Frau Präsidentin! Meine sehr geehrten Damen und Herren! Kommen wir zu „Faust. Der Tragödie zweiter Teil“. Und zugegeben: Das war der schwierigere Teil.
Die Aktuelle Stunde der AfD zur Kernenergie, die nur wenige Minuten nach der Debatte zu Ihrem irrsinnigen Antrag zur Wiederaufbereitung der Kernkraftwerke in Deutschland
stattfindet, gibt mir dann doch die Chance, dort fortzusetzen, wo ich vor einer Stunde aufgehört habe.
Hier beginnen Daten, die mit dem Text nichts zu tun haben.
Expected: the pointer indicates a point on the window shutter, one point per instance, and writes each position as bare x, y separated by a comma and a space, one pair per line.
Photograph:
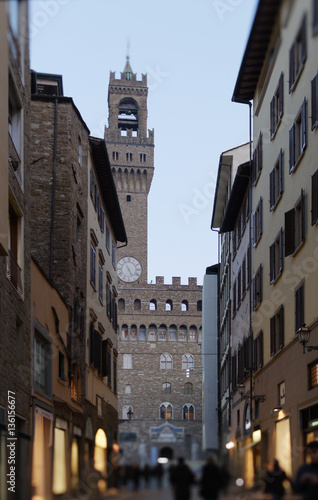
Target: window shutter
291, 67
303, 125
281, 95
304, 40
280, 171
314, 101
91, 343
272, 263
272, 335
272, 189
281, 327
104, 359
272, 117
314, 198
281, 250
302, 215
289, 232
291, 147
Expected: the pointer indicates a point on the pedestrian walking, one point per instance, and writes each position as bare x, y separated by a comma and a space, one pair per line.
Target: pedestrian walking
181, 478
307, 476
274, 480
211, 480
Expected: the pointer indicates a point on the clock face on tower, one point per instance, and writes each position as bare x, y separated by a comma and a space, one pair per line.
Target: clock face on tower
128, 269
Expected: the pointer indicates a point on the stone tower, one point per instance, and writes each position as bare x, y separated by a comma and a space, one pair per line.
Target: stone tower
131, 151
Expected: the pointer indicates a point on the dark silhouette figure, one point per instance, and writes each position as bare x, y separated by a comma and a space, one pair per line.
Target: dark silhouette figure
211, 480
274, 478
307, 476
181, 479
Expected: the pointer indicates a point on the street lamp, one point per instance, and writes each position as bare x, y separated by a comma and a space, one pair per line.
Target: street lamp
303, 336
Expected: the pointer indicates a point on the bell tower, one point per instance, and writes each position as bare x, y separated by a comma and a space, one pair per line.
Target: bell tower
130, 147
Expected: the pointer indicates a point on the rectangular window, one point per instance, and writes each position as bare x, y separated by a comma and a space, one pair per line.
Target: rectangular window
277, 335
299, 306
257, 159
93, 265
314, 102
295, 226
277, 107
298, 54
259, 351
314, 198
276, 182
297, 137
258, 222
100, 291
257, 287
313, 375
276, 257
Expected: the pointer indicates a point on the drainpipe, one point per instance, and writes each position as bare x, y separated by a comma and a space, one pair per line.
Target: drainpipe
53, 191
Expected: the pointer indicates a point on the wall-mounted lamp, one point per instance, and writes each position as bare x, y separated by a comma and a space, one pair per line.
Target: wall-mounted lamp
303, 336
260, 398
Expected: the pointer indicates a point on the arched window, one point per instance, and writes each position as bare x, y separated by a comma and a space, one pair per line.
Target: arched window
153, 305
188, 412
169, 305
166, 388
192, 333
127, 361
165, 362
187, 361
172, 332
183, 333
124, 332
133, 332
137, 305
184, 305
162, 332
188, 388
142, 332
152, 332
165, 411
128, 412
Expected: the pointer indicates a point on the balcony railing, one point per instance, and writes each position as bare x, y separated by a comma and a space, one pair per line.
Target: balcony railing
14, 273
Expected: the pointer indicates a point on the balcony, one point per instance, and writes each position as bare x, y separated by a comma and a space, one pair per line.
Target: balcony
14, 273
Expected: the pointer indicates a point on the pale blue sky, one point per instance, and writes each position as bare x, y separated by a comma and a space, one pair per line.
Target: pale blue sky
192, 51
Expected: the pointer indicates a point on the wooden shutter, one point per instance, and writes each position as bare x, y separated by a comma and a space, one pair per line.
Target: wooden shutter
314, 198
280, 171
292, 147
273, 335
281, 95
272, 189
272, 262
104, 358
289, 232
314, 101
303, 130
281, 339
291, 67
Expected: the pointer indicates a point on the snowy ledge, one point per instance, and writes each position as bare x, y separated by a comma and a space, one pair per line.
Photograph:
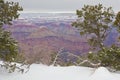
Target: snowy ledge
42, 72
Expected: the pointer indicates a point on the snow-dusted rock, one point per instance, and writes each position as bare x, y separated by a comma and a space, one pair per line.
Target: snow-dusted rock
102, 73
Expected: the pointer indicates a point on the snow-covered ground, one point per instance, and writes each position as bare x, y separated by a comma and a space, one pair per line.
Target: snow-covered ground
42, 72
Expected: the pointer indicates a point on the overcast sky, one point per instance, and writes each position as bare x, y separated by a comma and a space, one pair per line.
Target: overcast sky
63, 5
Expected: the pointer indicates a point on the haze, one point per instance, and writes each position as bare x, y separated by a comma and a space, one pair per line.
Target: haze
63, 5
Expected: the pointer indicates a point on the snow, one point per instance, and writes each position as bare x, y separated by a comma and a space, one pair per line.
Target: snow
43, 72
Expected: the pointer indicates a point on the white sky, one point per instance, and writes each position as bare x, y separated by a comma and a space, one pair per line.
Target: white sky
63, 5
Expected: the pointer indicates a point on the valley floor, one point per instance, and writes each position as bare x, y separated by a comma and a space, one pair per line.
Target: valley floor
42, 72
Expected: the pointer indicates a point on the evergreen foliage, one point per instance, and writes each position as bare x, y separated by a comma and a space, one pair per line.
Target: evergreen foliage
8, 45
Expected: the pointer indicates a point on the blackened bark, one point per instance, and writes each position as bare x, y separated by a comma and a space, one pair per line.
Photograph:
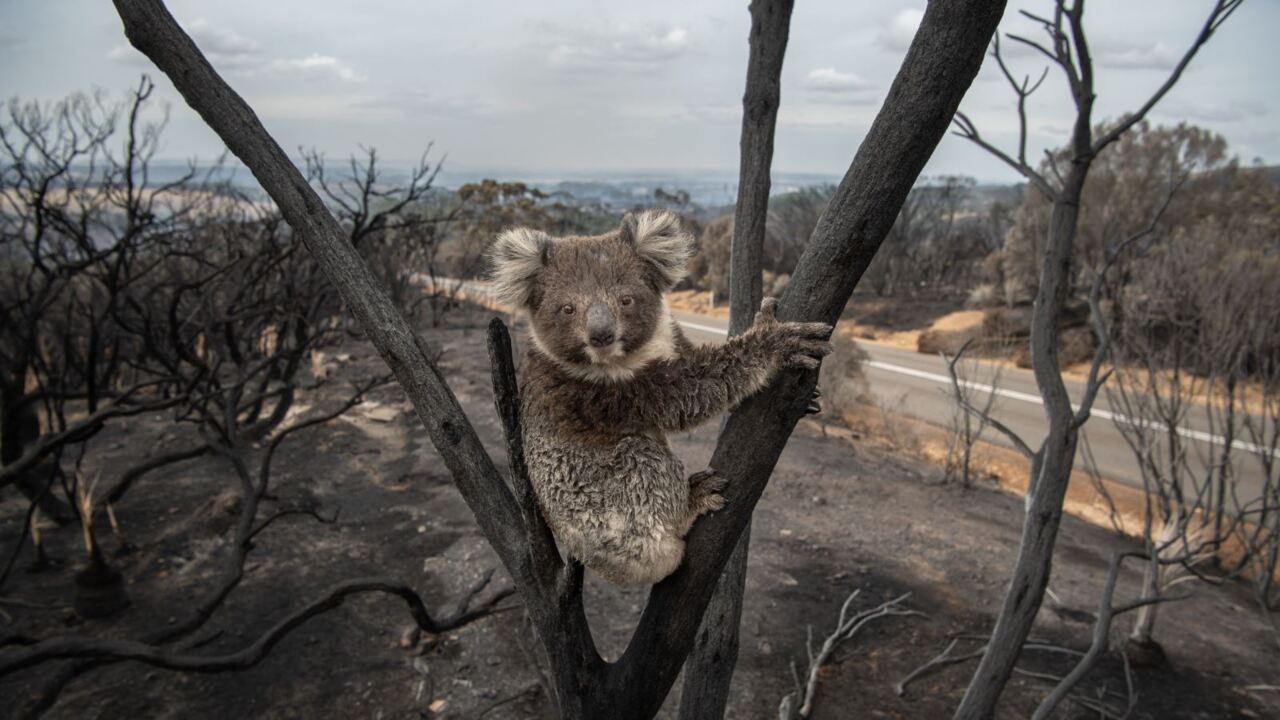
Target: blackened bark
709, 669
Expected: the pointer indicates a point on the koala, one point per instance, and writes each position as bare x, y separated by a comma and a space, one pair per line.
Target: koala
608, 373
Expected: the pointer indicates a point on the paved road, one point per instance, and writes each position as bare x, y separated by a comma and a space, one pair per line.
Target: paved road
918, 386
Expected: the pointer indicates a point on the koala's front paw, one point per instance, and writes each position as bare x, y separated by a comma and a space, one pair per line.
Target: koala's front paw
704, 492
798, 345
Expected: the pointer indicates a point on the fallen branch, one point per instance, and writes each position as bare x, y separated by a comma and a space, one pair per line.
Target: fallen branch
73, 647
846, 627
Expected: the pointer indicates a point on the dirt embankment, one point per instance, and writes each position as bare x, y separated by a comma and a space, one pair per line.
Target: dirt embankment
841, 514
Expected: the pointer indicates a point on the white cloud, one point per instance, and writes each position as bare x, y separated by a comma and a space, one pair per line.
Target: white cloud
901, 30
224, 48
1197, 112
1124, 54
620, 46
316, 65
419, 103
238, 55
830, 80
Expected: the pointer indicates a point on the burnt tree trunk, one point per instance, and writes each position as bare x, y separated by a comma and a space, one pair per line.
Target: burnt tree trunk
709, 669
938, 68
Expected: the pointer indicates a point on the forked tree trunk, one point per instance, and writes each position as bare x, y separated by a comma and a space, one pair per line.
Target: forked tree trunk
937, 71
709, 669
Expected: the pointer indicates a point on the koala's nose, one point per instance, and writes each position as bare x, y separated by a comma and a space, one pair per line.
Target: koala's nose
599, 326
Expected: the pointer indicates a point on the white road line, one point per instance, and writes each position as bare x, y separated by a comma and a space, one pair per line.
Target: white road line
1020, 396
703, 328
982, 387
1036, 400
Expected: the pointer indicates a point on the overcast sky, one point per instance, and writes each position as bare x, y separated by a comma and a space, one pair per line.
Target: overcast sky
558, 86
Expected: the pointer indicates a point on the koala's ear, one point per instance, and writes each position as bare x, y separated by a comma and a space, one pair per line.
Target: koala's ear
515, 260
661, 241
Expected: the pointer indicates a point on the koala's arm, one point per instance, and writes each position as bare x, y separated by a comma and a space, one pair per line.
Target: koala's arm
707, 381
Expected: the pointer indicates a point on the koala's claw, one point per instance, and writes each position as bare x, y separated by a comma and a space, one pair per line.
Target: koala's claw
704, 491
803, 361
814, 405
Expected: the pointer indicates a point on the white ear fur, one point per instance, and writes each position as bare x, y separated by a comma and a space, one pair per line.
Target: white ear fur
515, 260
659, 240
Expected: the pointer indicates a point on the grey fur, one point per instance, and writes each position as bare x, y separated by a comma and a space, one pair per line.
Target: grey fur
595, 420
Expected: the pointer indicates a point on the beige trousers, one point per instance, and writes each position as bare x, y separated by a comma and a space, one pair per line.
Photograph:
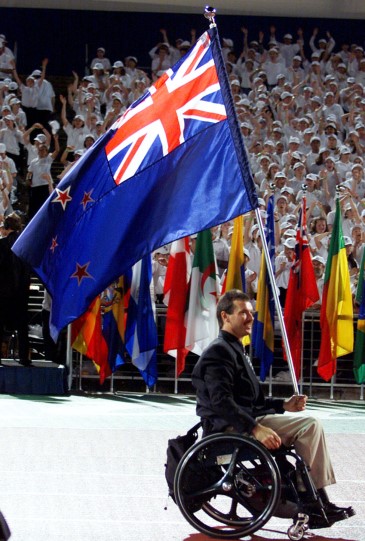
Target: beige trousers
307, 436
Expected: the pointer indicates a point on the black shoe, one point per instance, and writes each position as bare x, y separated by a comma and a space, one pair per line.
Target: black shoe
26, 363
332, 509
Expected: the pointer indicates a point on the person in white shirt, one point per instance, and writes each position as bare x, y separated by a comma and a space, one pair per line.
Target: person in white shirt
101, 59
40, 178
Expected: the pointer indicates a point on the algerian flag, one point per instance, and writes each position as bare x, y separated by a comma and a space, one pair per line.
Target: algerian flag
201, 318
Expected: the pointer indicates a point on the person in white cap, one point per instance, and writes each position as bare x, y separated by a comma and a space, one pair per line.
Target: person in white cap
101, 59
6, 62
283, 264
351, 262
39, 177
42, 137
76, 130
288, 49
30, 93
160, 260
273, 66
350, 213
358, 239
161, 59
344, 164
46, 96
319, 265
253, 243
324, 46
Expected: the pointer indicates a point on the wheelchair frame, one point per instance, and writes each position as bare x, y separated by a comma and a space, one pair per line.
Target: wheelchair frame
228, 486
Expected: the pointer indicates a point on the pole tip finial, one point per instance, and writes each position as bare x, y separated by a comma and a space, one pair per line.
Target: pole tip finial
209, 13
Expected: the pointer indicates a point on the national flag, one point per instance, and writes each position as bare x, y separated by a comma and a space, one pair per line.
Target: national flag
337, 333
176, 289
235, 277
359, 352
172, 165
201, 318
87, 338
114, 305
263, 326
141, 332
302, 290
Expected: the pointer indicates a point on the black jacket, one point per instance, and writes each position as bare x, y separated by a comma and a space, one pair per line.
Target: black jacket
14, 273
228, 392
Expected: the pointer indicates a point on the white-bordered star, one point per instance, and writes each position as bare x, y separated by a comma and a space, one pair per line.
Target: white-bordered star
63, 197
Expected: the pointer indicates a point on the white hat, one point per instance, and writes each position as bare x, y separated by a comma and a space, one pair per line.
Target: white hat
41, 138
298, 164
347, 241
290, 232
284, 95
290, 243
228, 42
319, 259
287, 189
118, 64
163, 250
285, 225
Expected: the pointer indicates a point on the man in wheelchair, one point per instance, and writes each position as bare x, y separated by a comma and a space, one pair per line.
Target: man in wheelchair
230, 399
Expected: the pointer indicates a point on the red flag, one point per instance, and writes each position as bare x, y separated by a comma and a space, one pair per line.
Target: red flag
302, 290
176, 289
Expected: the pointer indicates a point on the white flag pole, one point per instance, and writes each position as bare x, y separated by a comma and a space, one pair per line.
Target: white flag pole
277, 302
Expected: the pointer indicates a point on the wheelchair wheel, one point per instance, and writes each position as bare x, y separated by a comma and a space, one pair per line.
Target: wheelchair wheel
227, 486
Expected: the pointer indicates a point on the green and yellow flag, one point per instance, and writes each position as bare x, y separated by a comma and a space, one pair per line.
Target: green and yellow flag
359, 356
337, 310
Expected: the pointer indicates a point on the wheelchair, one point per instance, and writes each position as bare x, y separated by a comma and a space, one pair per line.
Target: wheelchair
228, 486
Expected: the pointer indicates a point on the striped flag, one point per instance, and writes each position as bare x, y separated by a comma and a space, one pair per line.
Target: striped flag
201, 320
336, 310
302, 290
263, 327
87, 338
176, 289
141, 331
359, 354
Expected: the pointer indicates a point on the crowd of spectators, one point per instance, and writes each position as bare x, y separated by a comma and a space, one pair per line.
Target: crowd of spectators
301, 109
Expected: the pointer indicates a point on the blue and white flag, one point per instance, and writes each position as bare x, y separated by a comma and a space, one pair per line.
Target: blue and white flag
172, 165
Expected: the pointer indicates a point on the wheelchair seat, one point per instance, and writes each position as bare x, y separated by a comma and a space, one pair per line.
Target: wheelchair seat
228, 486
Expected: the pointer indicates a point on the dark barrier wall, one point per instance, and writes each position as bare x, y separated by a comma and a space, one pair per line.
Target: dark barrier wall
61, 35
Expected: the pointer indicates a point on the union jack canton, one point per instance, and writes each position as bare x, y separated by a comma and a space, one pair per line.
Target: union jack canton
178, 106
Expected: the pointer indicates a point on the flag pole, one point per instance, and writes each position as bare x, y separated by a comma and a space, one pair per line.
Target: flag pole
210, 13
277, 302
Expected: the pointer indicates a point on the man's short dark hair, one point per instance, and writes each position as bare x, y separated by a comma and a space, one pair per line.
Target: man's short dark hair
226, 303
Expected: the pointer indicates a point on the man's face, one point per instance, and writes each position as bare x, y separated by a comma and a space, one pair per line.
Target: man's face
318, 268
239, 323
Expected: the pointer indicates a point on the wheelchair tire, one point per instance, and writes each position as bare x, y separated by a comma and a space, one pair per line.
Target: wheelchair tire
227, 486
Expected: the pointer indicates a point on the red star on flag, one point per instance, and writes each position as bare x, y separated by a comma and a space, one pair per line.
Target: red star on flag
63, 197
81, 272
54, 244
87, 199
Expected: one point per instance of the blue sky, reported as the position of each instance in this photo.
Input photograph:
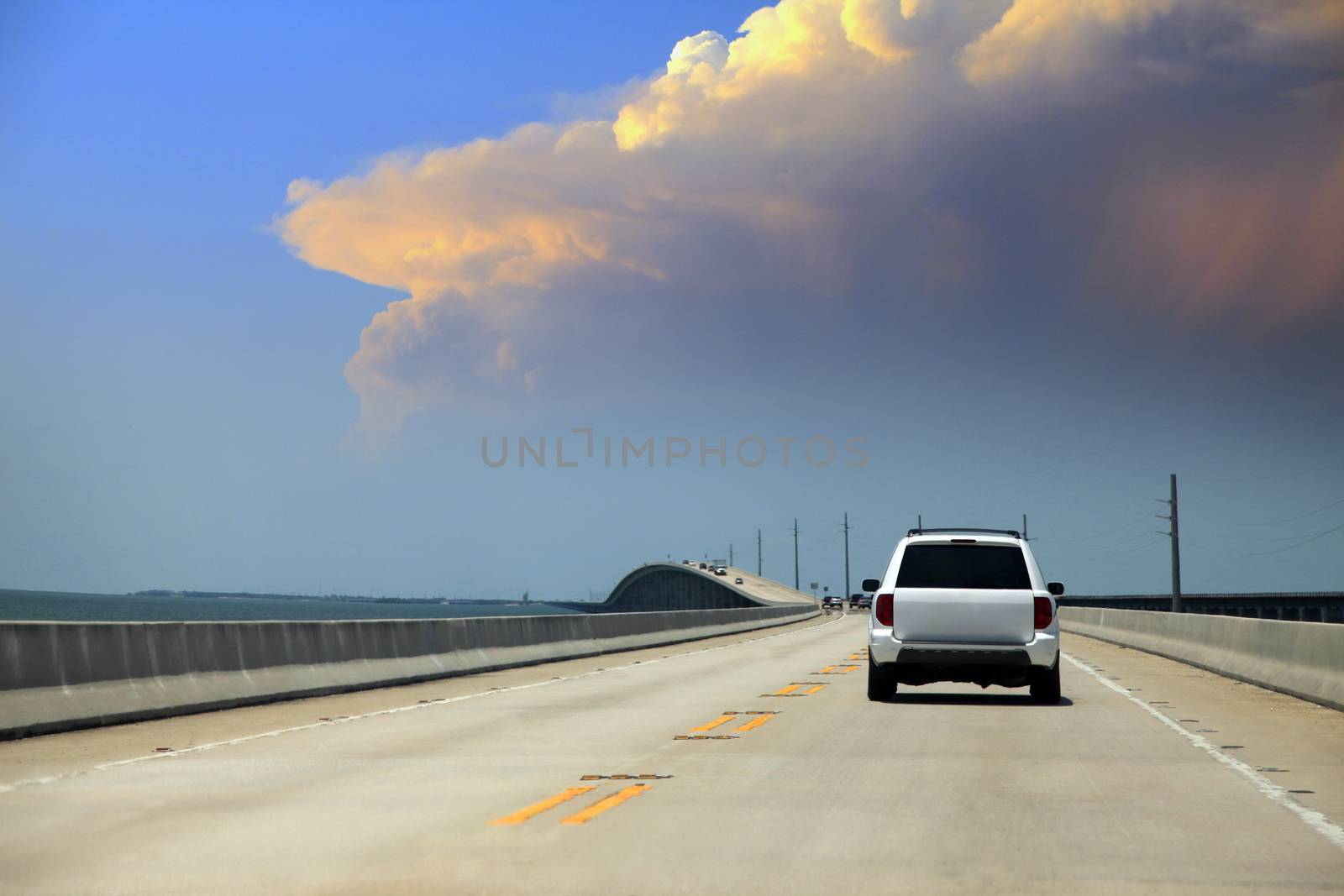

Sie mögen rückwärtsgewandte Politik betreiben. Wir stellen uns lieber die Frage – wie es die Kommissionspräsidentin übrigens ebenfalls tut –, wie wir aus der Einsicht eines strategischen Fehlers eine Botschaft für die Energieagenda der Zukunft senden.
Statt also über den Ausstieg aus dem Ausstieg aus der konventionellen Kernspaltung zu schwadronieren, arbeiten wir daran, bald in neue Technologien einzusteigen.
– Jetzt hören Sie doch einfach mal zu, und dann können Sie auch gleich noch mal reden. – Deswegen investiert die schwarz-rote Bundesregierung allein in dieser Legislaturperiode 2 Milliarden Euro in die Fusionsforschung. Statt Märchen von einem möglichen kostengünstigen Wiedereinstieg zu erzählen,
sorgen wir mit praktisch umsetzbaren Wegen für eine Gewährleistung der Versorgungssicherheit. Dazu hat Kollege Lenz vorhin alles gesagt. Deswegen kann ich hier abkürzen.
Auf jeden Fall sind Schuldzuweisungen nicht das, was wir im Moment brauchen. Auch der Gipfel in Paris war weniger ein Ort der Schuldzuweisung, sondern ein Platz des Auslotens von Perspektiven für die Energieversorgung der Zukunft. Und: Deutschland war vertreten. Staatssekretär Rouenhoff war auf dem Gipfel dabei und wurde nicht nur freundlich empfangen, sondern hat auch interessante Informationen mitgebracht.
Das Ergebnis ist für mich: Wir müssen forschen. Wir müssen wissen, was und wie es läuft. Und wenn es dann so weit ist, dass es in Serie gehen kann, dann verändert das natürlich die Debatte, aber nicht heute.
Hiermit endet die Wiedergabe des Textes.